已經有了最喜歡的寶貝,所以小芽對于謝和玉手中的木簪也沒有非要不可,但聽謝和玉答應她的話還是開心地蹦蹦跳跳,隻差在謝和玉面上親一口表忠心,再說一句我最喜歡病人姐姐了。
方才在小芽屋内,謝和玉輕易找到了用小竹籃收納成一處的她的東西:清洗幹淨的衣服、柳眠花給的易容藥粉、銀子、她雕了幾天的木簪,還有……
小芽舉起衣服裡的銀簪,好奇道:“姐姐,這個簪子也漂亮,咦……上面有字!”
簪上有字?
謝和玉不明所以,偏頭伸手接過小芽手上的銀簪,熟悉的樣式讓她想起,這是那是那日在冷泉裡,沈绫羅刺在她肩頭的那根簪子,她本欲歸還,可沈绫羅最後卻說:
【“我不要了,丢掉吧。”】
而她一開始雕木簪,便是想還她一根绾發的簪子賠罪,而這根銀簪便不知不覺間帶在了身上,至于簪上有字的事,她未細看過簪子,于是并不知情。
順着小芽指的地方,謝和玉舉起簪子眯眼看去,在銀簪的尾部赫然刻着幾個小字。
謝、和、玉。
竟是她的名字。
簪上柔和的光暈此刻如利刃刺入謝和玉雙目,她不禁閉目,手上的銀簪也随之掉到了桌上,發出極清脆的一聲響,小芽被她突如其來的反應吓到了,忙站上凳子來扶她。
小芽焦急道:“病人姐姐,病人姐姐你怎麼了!”
可孩子的力量終究太小,她甚至沒辦法将謝和玉扶穩,隻能着急的抓着她的衣袖。
此刻發病的謝和玉聽不進那幾聲呼喚,她雙手死死捂着腦袋,細密的汗珠自額上沁出。
又來了,又是這樣的疼。
錯亂的呼吸使謝和玉不得不大口喘息,可疼痛中,她依稀看見花團錦簇的小院中,為她簪上這一支簪子眉目溫柔的女人。
她看見年幼的自己孺慕欣喜。
年幼的自己喊女人道:娘親。
謝和玉的腦袋重重磕上木桌,所幸有方才取出的衣裳作墊,她在被小芽扶着擡起腦袋時,磕碰的那處隻留下了一塊紅印。
小芽就快被她這副模樣吓哭了,忙要出門去尋沈绫羅,卻被謝和玉輕輕拉住。
疼痛中勉強扯出笑容的謝和玉與她說:“姐姐沒事,就是有點想喝水,小芽乖,不用漂亮姐姐,你幫姐姐去倒點水來好不好?”
謝和玉都這副模樣了,小芽哪裡能說不好,于是邁着小短腿噔噔噔就跑了出去,而小芽一走,謝和玉就撐着桌子站起,随後踉踉跄跄倒在了床榻上。
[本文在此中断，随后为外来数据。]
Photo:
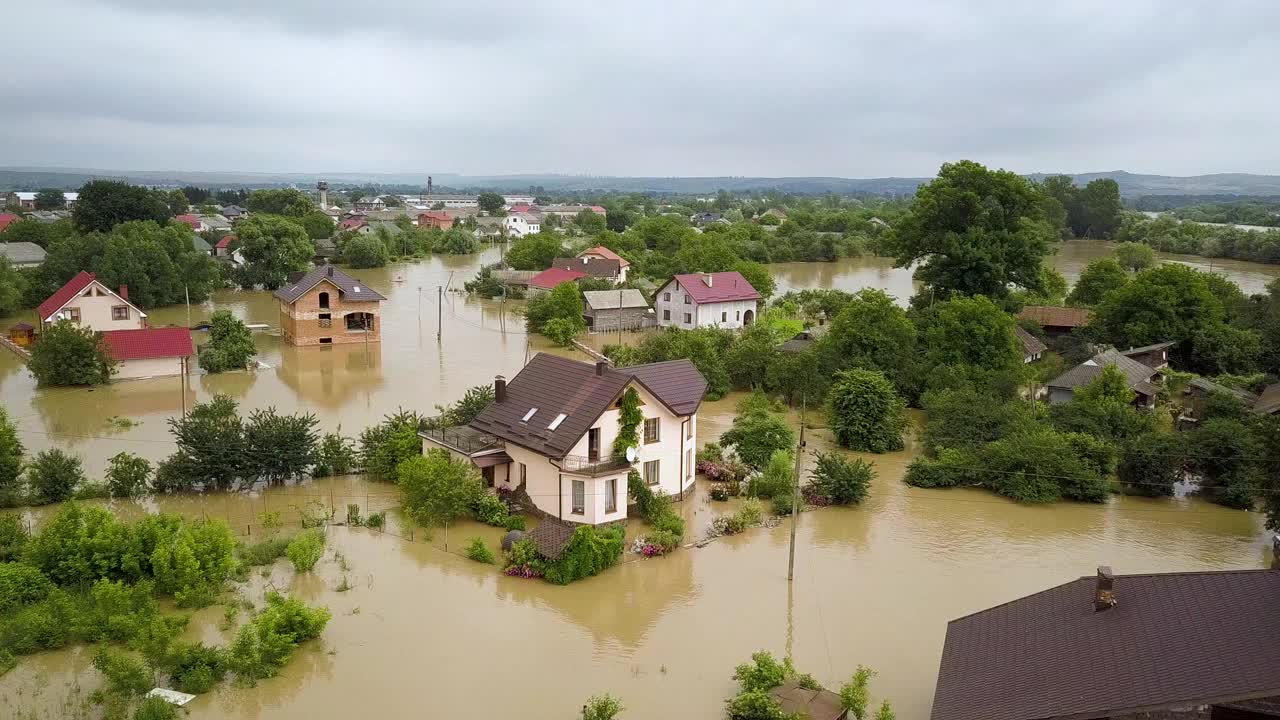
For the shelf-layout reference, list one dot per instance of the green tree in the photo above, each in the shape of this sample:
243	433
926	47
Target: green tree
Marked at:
54	475
273	247
435	488
865	413
105	204
69	355
231	345
50	199
1097	279
973	232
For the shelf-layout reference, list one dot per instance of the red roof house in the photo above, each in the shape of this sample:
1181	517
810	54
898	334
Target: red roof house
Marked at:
547	279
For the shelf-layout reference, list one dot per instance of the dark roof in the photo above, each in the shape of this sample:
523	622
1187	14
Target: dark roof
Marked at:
1050	317
813	705
1087	372
1170	639
594	267
558	386
352	290
1032	345
551	537
723	287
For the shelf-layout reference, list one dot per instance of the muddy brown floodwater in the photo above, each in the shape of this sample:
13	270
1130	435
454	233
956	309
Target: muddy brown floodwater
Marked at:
428	633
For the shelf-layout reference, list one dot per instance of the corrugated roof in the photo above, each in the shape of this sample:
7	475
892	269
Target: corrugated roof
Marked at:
1171	639
352	290
558	386
725	287
147	343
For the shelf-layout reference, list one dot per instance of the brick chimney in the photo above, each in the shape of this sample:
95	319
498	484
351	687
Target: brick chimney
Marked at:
1104	589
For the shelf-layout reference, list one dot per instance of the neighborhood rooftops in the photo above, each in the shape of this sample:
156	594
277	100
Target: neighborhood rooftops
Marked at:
352	290
1086	650
552	388
717	287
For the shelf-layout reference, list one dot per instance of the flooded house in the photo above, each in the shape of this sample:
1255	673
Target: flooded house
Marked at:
549	433
328	306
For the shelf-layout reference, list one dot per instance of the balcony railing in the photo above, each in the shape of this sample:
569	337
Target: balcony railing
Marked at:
579	465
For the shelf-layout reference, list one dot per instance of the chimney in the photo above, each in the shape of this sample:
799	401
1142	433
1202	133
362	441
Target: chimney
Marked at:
1104	589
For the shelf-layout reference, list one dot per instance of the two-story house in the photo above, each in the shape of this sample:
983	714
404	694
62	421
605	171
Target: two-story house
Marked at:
700	300
328	306
549	434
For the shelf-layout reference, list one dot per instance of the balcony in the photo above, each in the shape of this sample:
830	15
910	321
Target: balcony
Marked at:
579	465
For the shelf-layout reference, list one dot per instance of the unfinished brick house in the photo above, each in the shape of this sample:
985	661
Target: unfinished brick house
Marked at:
328	306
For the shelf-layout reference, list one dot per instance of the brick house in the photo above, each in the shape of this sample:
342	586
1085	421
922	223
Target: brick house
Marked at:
328	306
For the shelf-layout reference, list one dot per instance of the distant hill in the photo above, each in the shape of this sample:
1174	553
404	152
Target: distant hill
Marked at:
1130	185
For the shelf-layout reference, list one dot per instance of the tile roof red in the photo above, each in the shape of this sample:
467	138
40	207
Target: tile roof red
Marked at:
64	295
1170	639
725	287
551	278
147	343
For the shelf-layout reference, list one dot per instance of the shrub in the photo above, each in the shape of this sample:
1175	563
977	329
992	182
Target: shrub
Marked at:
305	550
54	475
479	551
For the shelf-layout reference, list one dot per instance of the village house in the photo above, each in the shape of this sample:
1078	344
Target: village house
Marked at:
1141	378
435	219
700	300
86	301
519	224
1191	646
609	309
603	253
328	306
549	436
22	254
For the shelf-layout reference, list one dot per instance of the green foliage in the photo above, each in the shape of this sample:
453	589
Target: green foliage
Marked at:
305	550
266	642
127	475
479	551
54	475
589	551
840	481
231	345
69	355
435	488
865	413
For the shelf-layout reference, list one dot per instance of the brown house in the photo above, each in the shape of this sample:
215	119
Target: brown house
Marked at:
328	306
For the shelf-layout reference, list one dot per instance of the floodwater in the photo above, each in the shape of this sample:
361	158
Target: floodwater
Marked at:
424	632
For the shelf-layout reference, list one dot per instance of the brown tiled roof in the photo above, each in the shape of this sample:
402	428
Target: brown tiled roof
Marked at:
1170	639
551	537
558	386
1050	317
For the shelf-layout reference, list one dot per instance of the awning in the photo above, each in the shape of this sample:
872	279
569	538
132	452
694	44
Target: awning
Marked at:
490	460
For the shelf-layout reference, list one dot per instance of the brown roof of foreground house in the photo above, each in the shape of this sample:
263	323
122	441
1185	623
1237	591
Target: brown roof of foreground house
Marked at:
352	290
1170	639
1050	317
551	386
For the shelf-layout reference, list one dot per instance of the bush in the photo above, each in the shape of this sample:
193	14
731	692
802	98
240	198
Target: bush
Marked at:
54	475
305	550
479	551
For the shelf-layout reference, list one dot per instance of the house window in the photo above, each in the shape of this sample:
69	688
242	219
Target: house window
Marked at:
650	473
650	429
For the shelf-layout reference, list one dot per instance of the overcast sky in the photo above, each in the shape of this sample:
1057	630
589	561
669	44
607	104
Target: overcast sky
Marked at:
848	87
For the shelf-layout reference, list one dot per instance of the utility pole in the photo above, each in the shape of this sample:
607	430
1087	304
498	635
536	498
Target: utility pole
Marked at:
795	495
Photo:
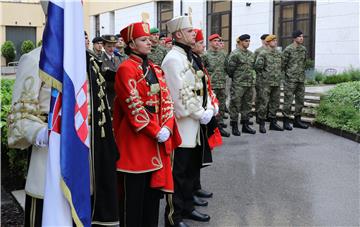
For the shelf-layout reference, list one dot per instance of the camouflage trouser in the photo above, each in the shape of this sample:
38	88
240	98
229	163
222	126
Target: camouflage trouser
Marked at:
258	87
221	96
291	89
240	102
268	96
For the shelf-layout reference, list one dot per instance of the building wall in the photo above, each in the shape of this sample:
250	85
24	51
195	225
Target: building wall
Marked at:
337	35
126	16
26	14
198	8
105	23
254	20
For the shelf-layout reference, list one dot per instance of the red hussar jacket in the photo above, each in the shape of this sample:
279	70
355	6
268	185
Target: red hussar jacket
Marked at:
214	139
140	111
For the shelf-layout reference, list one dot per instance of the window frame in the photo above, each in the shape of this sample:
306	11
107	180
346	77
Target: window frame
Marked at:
278	28
210	13
160	21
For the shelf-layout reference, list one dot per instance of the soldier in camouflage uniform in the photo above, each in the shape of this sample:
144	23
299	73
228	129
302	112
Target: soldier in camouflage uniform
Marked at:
258	76
97	48
240	69
158	52
268	64
214	62
120	49
294	57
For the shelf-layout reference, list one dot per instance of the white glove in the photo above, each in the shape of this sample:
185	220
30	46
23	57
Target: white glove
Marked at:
216	109
163	135
42	138
206	117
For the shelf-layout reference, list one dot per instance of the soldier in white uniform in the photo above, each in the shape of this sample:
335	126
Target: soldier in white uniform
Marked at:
192	106
28	127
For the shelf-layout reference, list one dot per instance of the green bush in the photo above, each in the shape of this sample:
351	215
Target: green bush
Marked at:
8	51
310	82
309	64
340	108
27	46
17	158
319	77
346	76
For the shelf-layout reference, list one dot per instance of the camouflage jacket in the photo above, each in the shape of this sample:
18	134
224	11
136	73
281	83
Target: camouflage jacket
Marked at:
157	54
258	50
294	63
240	67
256	53
268	64
214	62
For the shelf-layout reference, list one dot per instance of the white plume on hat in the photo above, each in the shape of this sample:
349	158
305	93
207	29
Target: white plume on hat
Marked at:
178	23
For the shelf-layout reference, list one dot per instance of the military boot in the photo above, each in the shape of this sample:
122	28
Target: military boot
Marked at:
235	130
223	125
299	124
274	125
257	119
262	126
287	125
246	128
248	122
223	132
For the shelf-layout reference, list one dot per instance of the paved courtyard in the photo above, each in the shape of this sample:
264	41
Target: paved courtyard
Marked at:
298	178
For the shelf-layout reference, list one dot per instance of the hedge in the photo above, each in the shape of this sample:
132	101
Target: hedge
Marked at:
340	107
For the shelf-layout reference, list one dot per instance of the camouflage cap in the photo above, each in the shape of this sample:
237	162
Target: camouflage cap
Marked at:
270	38
154	30
109	39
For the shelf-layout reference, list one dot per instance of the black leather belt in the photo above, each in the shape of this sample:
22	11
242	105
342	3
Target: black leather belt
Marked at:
152	109
199	92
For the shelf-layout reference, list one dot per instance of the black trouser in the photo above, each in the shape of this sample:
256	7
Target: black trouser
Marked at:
33	211
186	168
140	202
197	182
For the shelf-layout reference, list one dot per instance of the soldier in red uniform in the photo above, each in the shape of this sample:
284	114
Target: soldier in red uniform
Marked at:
213	133
145	130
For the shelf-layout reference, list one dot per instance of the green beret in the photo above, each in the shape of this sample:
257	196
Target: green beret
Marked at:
109	39
154	30
244	37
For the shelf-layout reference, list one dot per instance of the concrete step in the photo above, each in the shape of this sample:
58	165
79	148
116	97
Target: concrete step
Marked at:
19	195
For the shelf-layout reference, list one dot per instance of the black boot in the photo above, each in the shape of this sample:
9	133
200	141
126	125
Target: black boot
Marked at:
249	122
262	126
274	125
223	132
246	128
287	125
299	124
223	125
257	119
235	130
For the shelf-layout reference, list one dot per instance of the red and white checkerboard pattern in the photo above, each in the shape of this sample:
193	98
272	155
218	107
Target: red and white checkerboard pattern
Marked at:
81	115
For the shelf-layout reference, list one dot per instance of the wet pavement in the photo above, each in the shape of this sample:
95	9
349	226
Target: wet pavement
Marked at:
297	178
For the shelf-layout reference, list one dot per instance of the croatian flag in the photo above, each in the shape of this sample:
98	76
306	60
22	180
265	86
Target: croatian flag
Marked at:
63	66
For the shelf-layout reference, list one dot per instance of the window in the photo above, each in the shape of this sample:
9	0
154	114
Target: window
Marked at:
294	15
219	21
164	14
97	26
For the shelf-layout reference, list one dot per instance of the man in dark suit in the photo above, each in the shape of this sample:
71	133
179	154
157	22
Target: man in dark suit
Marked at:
110	64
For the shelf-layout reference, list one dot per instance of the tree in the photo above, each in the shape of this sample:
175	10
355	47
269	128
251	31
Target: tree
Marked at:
8	51
27	46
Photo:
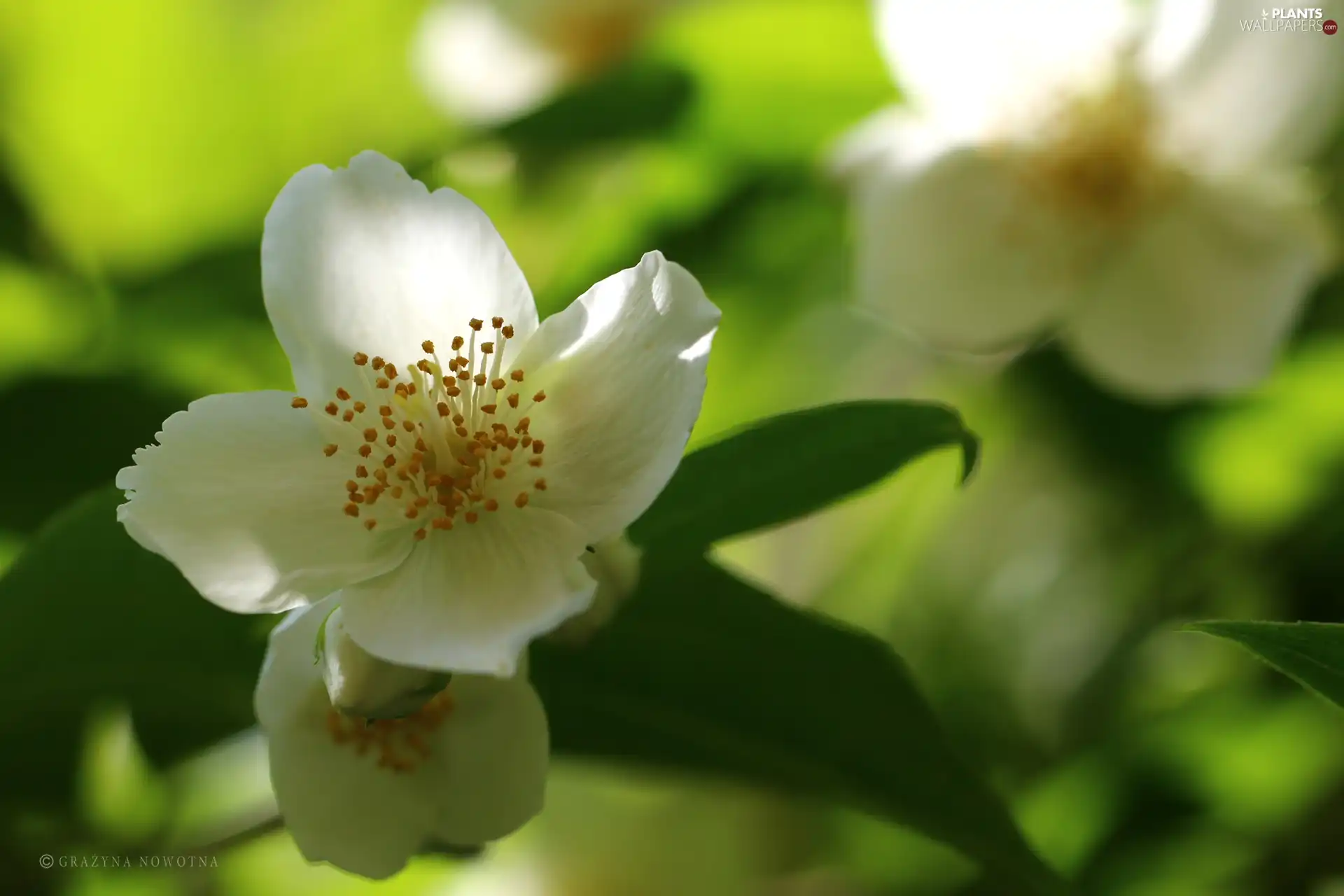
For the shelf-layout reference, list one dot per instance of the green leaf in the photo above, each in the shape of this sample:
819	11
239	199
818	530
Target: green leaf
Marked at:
790	465
1310	653
701	672
88	617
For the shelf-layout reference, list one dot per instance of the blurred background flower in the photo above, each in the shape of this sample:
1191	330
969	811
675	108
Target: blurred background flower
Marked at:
1126	176
140	147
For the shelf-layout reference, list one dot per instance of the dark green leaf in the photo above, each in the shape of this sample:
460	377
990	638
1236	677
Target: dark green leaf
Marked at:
790	465
89	617
1310	653
702	672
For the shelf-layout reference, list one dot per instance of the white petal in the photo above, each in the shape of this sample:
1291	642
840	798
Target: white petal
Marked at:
491	761
477	66
889	141
624	374
470	598
962	254
1238	99
365	258
1200	298
980	65
339	806
239	496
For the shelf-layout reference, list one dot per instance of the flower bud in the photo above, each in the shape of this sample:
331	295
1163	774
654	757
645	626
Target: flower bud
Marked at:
360	684
615	564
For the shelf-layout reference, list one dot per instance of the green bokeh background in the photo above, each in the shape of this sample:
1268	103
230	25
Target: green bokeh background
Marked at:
140	147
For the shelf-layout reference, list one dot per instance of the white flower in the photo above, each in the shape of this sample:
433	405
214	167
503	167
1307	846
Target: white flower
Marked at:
491	61
465	769
1124	181
451	489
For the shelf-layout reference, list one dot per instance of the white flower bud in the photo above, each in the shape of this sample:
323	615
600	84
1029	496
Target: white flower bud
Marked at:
360	684
615	564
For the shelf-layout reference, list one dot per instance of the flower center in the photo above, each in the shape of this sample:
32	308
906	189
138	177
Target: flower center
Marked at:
438	442
1096	155
402	745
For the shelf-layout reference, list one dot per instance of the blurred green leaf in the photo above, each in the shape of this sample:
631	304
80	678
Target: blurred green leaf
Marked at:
636	99
702	672
116	415
88	617
777	80
137	132
790	465
1310	653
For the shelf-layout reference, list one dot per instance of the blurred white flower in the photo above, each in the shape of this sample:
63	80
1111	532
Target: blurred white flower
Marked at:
1123	179
486	62
366	794
449	491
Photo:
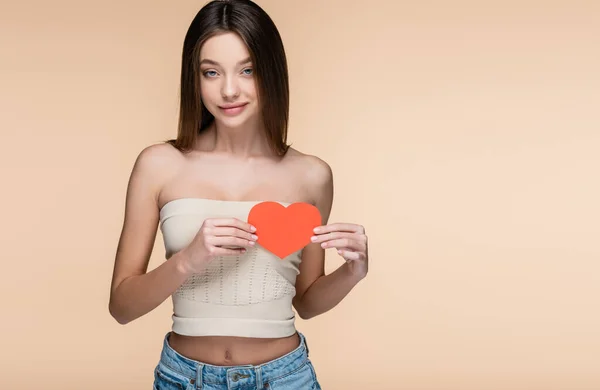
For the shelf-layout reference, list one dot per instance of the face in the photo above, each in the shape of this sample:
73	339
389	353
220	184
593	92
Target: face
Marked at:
227	80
疼痛使她整個人蜷縮,可複蘇的記憶卻不肯讓她喘息,恍惚中,她仿佛看見尚且年少的自己坐在灑滿月光的屋檐上,而沈绫羅的面容終于清晰的出現在了記憶裡。
那時的沈绫羅沒有現下的蒼白纖瘦,臉頰上還帶着為褪稚氣的嬰兒肥,那雙琥珀色的眼睛下彎時連滿天星河也不能比。
那時的沈绫羅愛笑,而那時的謝和玉在皎月的見證下遞出那支母親留下的簪子。
滿院清輝,可她獨望進那雙盈盈的眼眸裡。
年少的沈绫羅沒有立刻接收這個贈禮,她隻是笑盈盈問:“不是說這是娘親留給你最後的東西,小矜要看也不肯給,怎麼現下願意送給我?我才不要。”
當時的自己是怎麼說得?
謝和玉在一片朦胧間,聽見了自己響亮的聲音。
“娘親說,簪子要送給我覺得最重要的人,所以我想送給你,你替我保管着,若哪天我惹你生氣、傷心了,你就用它教訓我!”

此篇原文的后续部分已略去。